Dr. Wells said he “might be willing to break even to get my foot in the door on a trial, or even make maybe just a little less of a profit.” And, he said, “If you take the Celebrex trial as an example, you get to answer some interesting questions.”

Dr. Fleischmann agreed that sometimes there are reasons to do a trial other than for money. “There are trials where we don't make money,” he said, “because there's an answer that we want to get.”

There's no right answer on how long to keep records after a trial. “A lot of companies will say 15 years,” Dr. Fleischmann said. But the Food and Drug Administration can ask to see the data at any point. He stores his records from clinical trials at Iron Mountain, and “the storage fee is actually part of the budget.”

He referred to a case from his own practice, in which the FDA performed an audit on a study 18 years after its completion. Since he still had the data, Dr.
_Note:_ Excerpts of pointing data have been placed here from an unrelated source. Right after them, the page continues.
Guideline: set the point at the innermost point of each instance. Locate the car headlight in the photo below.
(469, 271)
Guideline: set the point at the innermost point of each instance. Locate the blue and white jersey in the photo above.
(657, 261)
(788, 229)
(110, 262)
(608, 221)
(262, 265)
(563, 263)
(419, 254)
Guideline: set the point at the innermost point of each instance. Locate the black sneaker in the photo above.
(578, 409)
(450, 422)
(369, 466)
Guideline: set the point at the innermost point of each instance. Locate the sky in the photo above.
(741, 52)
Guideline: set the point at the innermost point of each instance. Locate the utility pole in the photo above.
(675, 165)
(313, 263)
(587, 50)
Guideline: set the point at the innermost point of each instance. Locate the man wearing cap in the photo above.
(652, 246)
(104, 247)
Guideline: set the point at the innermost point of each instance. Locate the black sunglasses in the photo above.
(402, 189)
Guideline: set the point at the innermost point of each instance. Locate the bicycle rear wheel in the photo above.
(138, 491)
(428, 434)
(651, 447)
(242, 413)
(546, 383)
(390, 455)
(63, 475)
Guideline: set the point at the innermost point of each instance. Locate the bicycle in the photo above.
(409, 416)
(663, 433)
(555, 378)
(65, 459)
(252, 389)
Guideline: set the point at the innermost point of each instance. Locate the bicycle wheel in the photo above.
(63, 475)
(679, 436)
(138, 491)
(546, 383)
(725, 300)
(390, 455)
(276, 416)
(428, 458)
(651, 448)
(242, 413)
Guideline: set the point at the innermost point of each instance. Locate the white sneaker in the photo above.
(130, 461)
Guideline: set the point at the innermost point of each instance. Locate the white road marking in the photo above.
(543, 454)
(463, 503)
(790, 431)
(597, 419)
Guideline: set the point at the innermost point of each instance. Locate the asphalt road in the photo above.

Fleisch-mann felt secure in asking what would have happened if he had not had the data. “We could send you to jail,” he was told.

Dr. Fleischmann disclosed the following relationships with Abbott Laboratories, Amgen Inc., Centocor Inc., Genentech Inc., and Wyeth: speakers bureau, consultant/adviser, and research grants. He also is on the speakers bureau for Hoffmann-La Roche Inc.

Dr. Wells disclosed that he is a consultant/adviser for Abbott, Amgen, Bristol-Myers Squibb Co., Centocor, Genentech, and TAP Pharmaceutical Products Inc.